Improvements in the measures of “general”, “social”, and “health” anxieties were statistically significant which highlights that such symptoms in this population were likely to be associated with the experience of tinnitus/hyperacusis/misophonia hence a specialised CBT focused on minimising tinnitus and/or hyperacusis/misophonia-related distress helped. It is worth mentioning that all patients with abnormal scores on the psychological questionnaires were referred to mental health services via their GP for further evaluation and treatment if needed.
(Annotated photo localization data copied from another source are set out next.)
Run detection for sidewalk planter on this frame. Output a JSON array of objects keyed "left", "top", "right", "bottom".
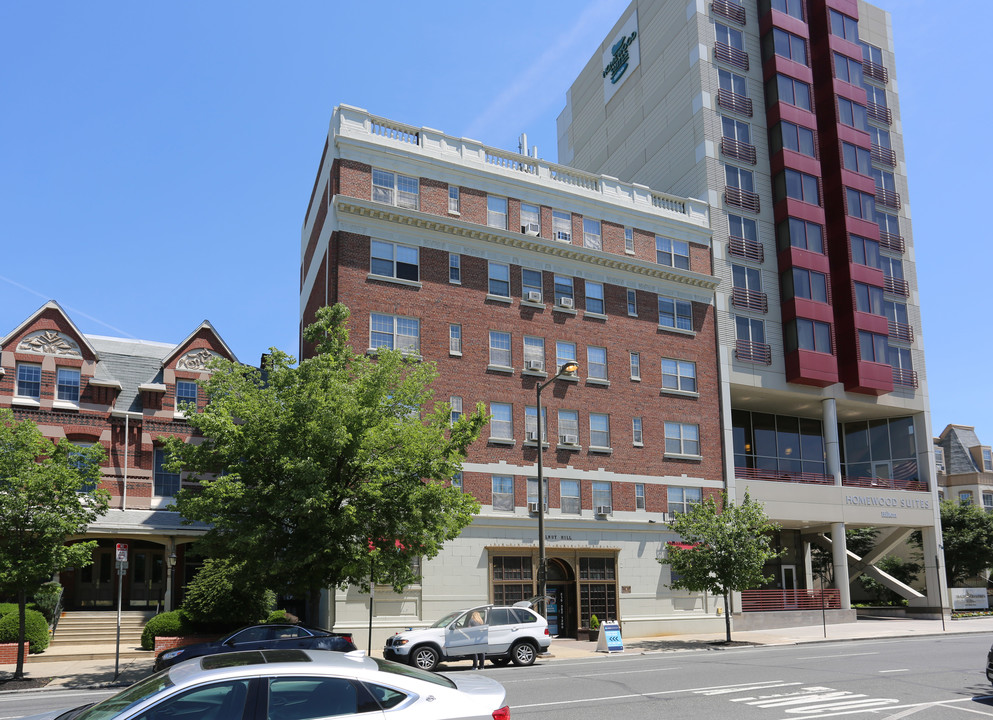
[
  {"left": 576, "top": 628, "right": 599, "bottom": 642},
  {"left": 154, "top": 635, "right": 214, "bottom": 654},
  {"left": 0, "top": 642, "right": 32, "bottom": 663}
]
However, the changes in the measures of OCD and panic disorder were not statistically significant. This suggests that it is unlikely that symptoms of OCD and panic disorders to be related to tinnitus and/or hyperacusis, therefore more specialised interventions by appropriate mental health professionals are needed. To read the research report with regard to those who need onward referral to psychological services see “the screening questionnaires for tinnitus and/or hyperacusis” study conducted by Dr. Aazh’s team in collaboration with the University of Cambridge, Department of Experimental Psychology.

Research highlight

  • In collaborative work, Dr. Aazh and his psychologist colleagues published a protocol for audiologist-delivered CBT for hyperacusis rehabilitation.
  • More recent studies published by Dr. Aazh’s team in the International Journal of Audiology and the American Journal of Audiology evaluated the feasibility and clinical effectiveness of CBT specialised on tinnitus/hyperacusis/misophonia rehabilitation.
  • These studies reported “medium” and “large” treatment effect sizes (ES). The ES’s were 1.13 for tinnitus handicap inventory scores, 0.76 for hyperacusis questionnaire scores, 0.71, 0.95 and 0.93 for tinnitus loudness, annoyance and effect on life, respectively, measured using the visual analogue scale, and 0.94 for the insomnia severity index score.
  • Dr. Aazh’s studies conclude that audiologist-delivered CBT led to significant improvements in self-report measures of tinnitus and hyperacusis handicap and insomnia.